Doctoral Dissertations

Orcid ID

http://orcid.org/0000-0001-7968-6276

Date of Award

12-2019

Degree Type

Dissertation

Degree Name

Doctor of Philosophy

Major

Biochemistry and Cellular and Molecular Biology

Major Professor

Daniel M. Roberts

Committee Members

Tessa Burch-Smith, Andreas Nebenführ, Brad Binder, Elizabeth Fozo

Abstract

The central focus of this work is to understand how rgsCaM homologs regulate mRNP bodies under cellular stress.
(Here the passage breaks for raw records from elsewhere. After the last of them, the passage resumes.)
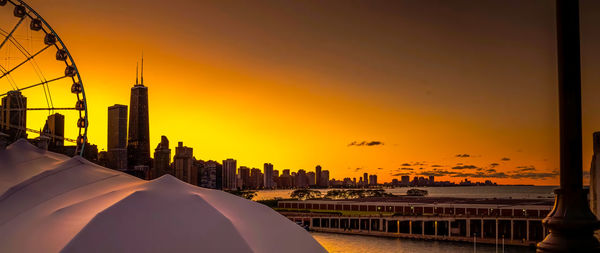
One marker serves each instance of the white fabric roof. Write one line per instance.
(53, 203)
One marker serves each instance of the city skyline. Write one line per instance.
(280, 110)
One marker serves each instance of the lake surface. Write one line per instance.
(337, 243)
(515, 192)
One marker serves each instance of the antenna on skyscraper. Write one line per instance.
(136, 72)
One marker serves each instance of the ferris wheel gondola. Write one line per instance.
(14, 109)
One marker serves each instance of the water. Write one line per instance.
(337, 243)
(515, 192)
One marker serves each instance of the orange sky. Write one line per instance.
(295, 83)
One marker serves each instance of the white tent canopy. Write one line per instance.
(53, 203)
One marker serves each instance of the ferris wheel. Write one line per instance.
(40, 86)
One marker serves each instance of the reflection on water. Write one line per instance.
(335, 243)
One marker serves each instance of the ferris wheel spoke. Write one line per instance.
(35, 85)
(11, 32)
(25, 61)
(39, 132)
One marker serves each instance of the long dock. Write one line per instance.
(492, 221)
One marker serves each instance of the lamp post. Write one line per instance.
(571, 222)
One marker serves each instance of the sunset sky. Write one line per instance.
(454, 89)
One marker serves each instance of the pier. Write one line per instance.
(491, 221)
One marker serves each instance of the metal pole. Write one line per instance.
(475, 242)
(571, 222)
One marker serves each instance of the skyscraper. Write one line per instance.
(311, 177)
(208, 175)
(55, 129)
(256, 178)
(138, 142)
(183, 163)
(13, 116)
(229, 177)
(405, 180)
(301, 179)
(162, 158)
(325, 178)
(373, 180)
(268, 176)
(318, 176)
(595, 176)
(117, 137)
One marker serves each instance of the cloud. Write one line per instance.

While rgsCaM is best known as an endogenous suppressor of gene silencing in tobacco, our findings for a homologous protein in Arabidopsis, CML38, suggest that a broader function in the regulation of mRNP bodies may be common to this family of calmodulin-like proteins. CML38 is induced by hypoxia stress, contributes to plant survival under hypoxia, and localizes to stress-induced mRNP bodies called stress granules (SGs), as well as to processing bodies (PBs). Members of this protein family target viral and endogenous proteins for degradation through the autophagy pathway. We propose that rgsCaM and its relatives may localize to stress-induced mRNP bodies and target them for autophagic degradation (granulophagy). In our investigations for rgsCaM, we used hypoxia stress as a means to induce stress granule formation and found that rgsCaM localizes to hypoxia-induced cytosolic granules which are both independent of and bound to SGs and PBs. We further show that rgsCaM colocalizes with the autophagosome cargo-binding protein ATG8e, and interacts with ATG8e in planta by BiFC assay. Mutations disrupting the N-terminus of rgsCaM, or ones affecting the ability of ATG8 to bind cargo adaptors caused a loss in BiFC interaction. This suggests that the N-terminus contains a site for binding to the cargo binding protein ATG8e, and which might mediate the targeting of rgsCaM and bound cargo to autophagosomes as part of the granulophagy process. For future studies, a FRET-based approach for probing rgsCaM interactions in vivo is demonstrated.In a second trust, we report the development of a novel, fluorescence-based, quantitative oxygen biosensor to facilitate the non-invasive assessment of the oxygen status of cells of living cells by fluorescent imaging.

Comments

Portions of this document were previously published in a Plant Physiology journal article: "Arabidopsis CML38, a Calcium Sensor That Localizes to Ribonucleoprotein Complexes under Hypoxia Stress."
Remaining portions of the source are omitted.